Paris's public digital image libraries contain tens of thousands of duplicate photographs. That is the working estimate held by archivists at the Bibliothèque historique de la Ville de Paris, where staff have been quietly auditing holdings since early 2025. The problem did not arrive overnight. It built up across more than a decade of overlapping digitisation drives, emergency uploads during the pandemic, and the chaotic content push that preceded the Paris 2024 Olympics.
The timing matters now because the city is deep into its post-Games legacy phase. Several major platforms — including the official Paris 2024 cultural heritage archive and the Seine-Saint-Denis urban memory project run out of the Département 93 — are being merged or migrated into unified municipal portals. Every duplicate in those systems costs storage, slows search functions, and, more practically, creates legal headaches around image rights when the same photograph appears under two different licensing records.
A Problem Built Layer by Layer
Trace it back and the origins are straightforward enough. The first mass digitisation push in Paris came through the Plan Numérique Patrimonial, which ran from roughly 2010 to 2016 and moved hundreds of thousands of archival images from institutions including the Musée Carnavalet on Rue des Francs-Bourgeois and the archives held at the Hôtel de Ville onto digital platforms. Those early uploads were done in batches, often by different contractors working to different file-naming conventions. Nobody was cross-checking in real time.
Then came the 2020 lockdowns. Cultural institutions across the city — from the Palais de Tokyo on Avenue du Président Wilson to local mairie branches in the 18th and 19th arrondissements — scrambled to get visual content online fast, sometimes uploading image sets that had already been partially digitised years before. The Grand Paris Express construction project added another layer: multiple communications agencies working simultaneously for different line consortia uploaded overlapping photographic documentation of tunnelling work, street-level impacts in communes like Saint-Denis and Villejuif, and public consultation events.
By the time the Paris 2024 organising committee began feeding images into the Agence France-Presse partnership archive and the city's own Plateforme Culturelle Numérique, nobody had a clean master inventory. Staff at the Archives de Paris on Rue des Quatre-Fils flagged the duplication issue internally as early as autumn 2023, but the pre-Games pressure meant the audit was deferred.
What a Cleanup Actually Involves
Deduplication at this scale is not a simple delete operation. Each image record carries metadata — date, photographer credit, rights status, acquisition cost — and duplicate records often carry conflicting information. A single photograph of the Pont d'Austerlitz renovation, for example, might sit in three separate collections under three different rights assignments. Resolving that requires human review, not just algorithmic matching.

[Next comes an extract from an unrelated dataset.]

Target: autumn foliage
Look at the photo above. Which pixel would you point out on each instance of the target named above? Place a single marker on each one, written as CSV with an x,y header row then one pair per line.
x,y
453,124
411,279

The European cultural sector has dealt with versions of this before. Europeana, the EU's aggregated digital heritage platform, publicly documented in 2022 that roughly 8 percent of its then-50-million-item collection contained some form of duplication — a figure that cost an estimated €2.3 million in a single year to begin addressing, according to the organisation's published annual report for that period. Paris's municipal holdings are smaller but the rights complexity is comparable.

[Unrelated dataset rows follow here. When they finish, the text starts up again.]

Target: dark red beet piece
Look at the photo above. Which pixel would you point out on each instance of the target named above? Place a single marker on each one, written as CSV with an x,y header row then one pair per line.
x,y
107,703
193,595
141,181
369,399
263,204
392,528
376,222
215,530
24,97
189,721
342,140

The city's Direction des Affaires Culturelles has confirmed a deduplication and metadata standardisation programme is budgeted for 2026-2027, though specific funding figures have not been made public. The Archives de Paris is understood to be the lead institution. Smaller bodies — neighbourhood cultural centres, school digitisation projects in banlieue communes connected through the Grand Paris Express corridor — will need to align their own systems with whatever standard emerges from that central process.

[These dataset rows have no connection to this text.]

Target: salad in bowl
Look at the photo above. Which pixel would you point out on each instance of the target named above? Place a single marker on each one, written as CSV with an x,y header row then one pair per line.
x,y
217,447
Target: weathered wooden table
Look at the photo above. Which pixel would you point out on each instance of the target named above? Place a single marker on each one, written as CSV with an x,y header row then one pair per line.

For institutions holding image collections right now, the practical advice from archivists is consistent: freeze new uploads to any platform scheduled for migration, document existing rights records for every image regardless of apparent duplication, and do not delete anything unilaterally before the city's standardisation framework is published. The cleanup is coming. The institutions that prepared their own inventories first will move through it fastest.